Deswegen sieht man rund um Donald Trump lauter Leute, die mit sichtlicher Anspannung dastehen. Nur ja nicht den wütenden Mann verärgern. So werden sie handzahm. Und verstärken das Gefühl des Mannes, der „jede Selbstreflexion vermeidet“, wie Michael D’Antonio schreibt.

Denn Selbstreflexion bedeutet Zweifel und Korrektur. Ohne die kann Demokratie nicht funktionieren.

Doch in letzter Zeit ploppen immer neue Spieler und Spielerinnen auf, die „jede Selbstreflexion meiden“ und damit fatale Prozesse in Gang bringen. Nicht nur, was die Demokratie in ihren Ländern angeht. Sie verstärken die Ausgrenzungsprozesse, schaffen neue Fronten und Aversionen. Was nicht mit Trump angefangen hat. Auch in den USA ist dieser Prozess der Radikalisierung von Politik schon seit Jahren zu beobachten. Deswegen waren ja die Republikaner so wehrlos gegen diesen Mann, der ihre Radikalisierung nur bis zur Konsequenz getrieben hat.
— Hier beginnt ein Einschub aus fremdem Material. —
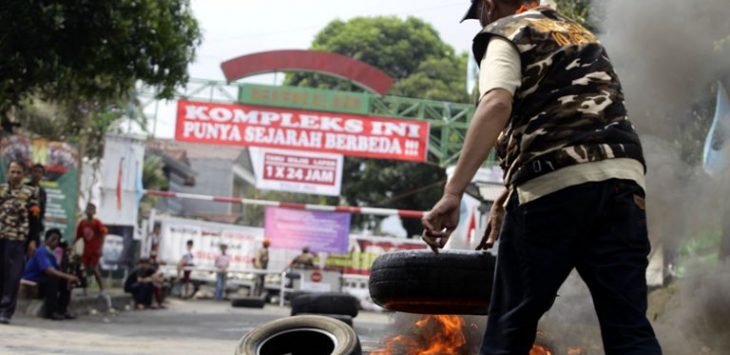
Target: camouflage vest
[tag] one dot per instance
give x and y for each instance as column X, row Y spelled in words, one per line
column 569, row 108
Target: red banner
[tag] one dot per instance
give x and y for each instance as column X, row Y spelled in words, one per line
column 259, row 126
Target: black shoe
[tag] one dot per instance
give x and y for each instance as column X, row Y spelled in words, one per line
column 56, row 316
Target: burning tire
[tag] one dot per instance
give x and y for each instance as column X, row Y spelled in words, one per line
column 248, row 302
column 340, row 317
column 310, row 335
column 420, row 281
column 325, row 303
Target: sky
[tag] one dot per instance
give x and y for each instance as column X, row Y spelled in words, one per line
column 232, row 28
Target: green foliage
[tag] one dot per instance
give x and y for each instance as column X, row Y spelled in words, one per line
column 424, row 67
column 92, row 51
column 254, row 215
column 580, row 11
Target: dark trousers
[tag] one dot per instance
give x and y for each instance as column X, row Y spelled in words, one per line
column 12, row 264
column 599, row 229
column 142, row 292
column 56, row 294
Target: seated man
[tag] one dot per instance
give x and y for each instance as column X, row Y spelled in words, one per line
column 54, row 285
column 141, row 284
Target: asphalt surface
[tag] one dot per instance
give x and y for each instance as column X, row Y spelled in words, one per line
column 185, row 327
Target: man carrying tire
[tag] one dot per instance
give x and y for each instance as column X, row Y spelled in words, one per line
column 574, row 171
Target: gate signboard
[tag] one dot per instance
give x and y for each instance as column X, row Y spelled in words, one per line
column 283, row 128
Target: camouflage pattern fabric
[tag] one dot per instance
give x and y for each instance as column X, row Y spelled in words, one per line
column 15, row 210
column 570, row 106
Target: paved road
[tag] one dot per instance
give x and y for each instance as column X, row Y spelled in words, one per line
column 194, row 327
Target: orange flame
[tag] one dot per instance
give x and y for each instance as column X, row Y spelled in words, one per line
column 434, row 335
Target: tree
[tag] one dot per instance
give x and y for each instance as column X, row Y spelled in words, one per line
column 425, row 67
column 579, row 10
column 87, row 55
column 408, row 50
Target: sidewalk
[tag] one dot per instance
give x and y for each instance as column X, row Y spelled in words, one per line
column 113, row 300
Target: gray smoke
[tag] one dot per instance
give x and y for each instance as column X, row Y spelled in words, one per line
column 668, row 54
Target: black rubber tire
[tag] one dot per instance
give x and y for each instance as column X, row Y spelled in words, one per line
column 301, row 335
column 325, row 303
column 248, row 302
column 420, row 281
column 340, row 317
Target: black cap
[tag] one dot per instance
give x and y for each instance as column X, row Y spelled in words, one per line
column 471, row 14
Man greift nicht ungestraft zu einer immer schärferen Konfrontationspolitik gegen den politischen Gegner, denn das verändert auch ein Land. Es macht radikale Positionen erst wieder salonfähig. Und es verbreitet das Gefühl, dass das Alles noch Teil eines gleichberechtigten Disputes ist. Aber wenn Lüge, Unterstellung und offene Drohung auftreten, ist der Disput nicht mehr gleichberechtigt. In einer ehrlich mit sich umgehenden Gesellschaft wären das alles k.o.-Kriterien für den Kandidaten. Aber wo diese Ehrlichkeit fehlt, verrutscht die Macht mit der Aufmerksamkeit. Und mit jeder Steigerungsstufe wächst die Macht des Rücksichtslosen, der alles aus dem Weg fegt, was ihn bremsen und hindern könnte.

Übrig bleiben im Zirkel der Macht dann lauter krumme Menschen, die alles mit sich machen lassen und den Wütenden in der Mitte nicht mehr bremsen können und auch nicht beraten. Eine Graue Eminenz in dieser Truppe? Undenkbar. Bestenfalls Karrieristen, die ihre Träume erfüllt sehen und mit Behagen zuschauen, wie eine Demokratie mit mächtigen Pratzenschlägen zerstört wird.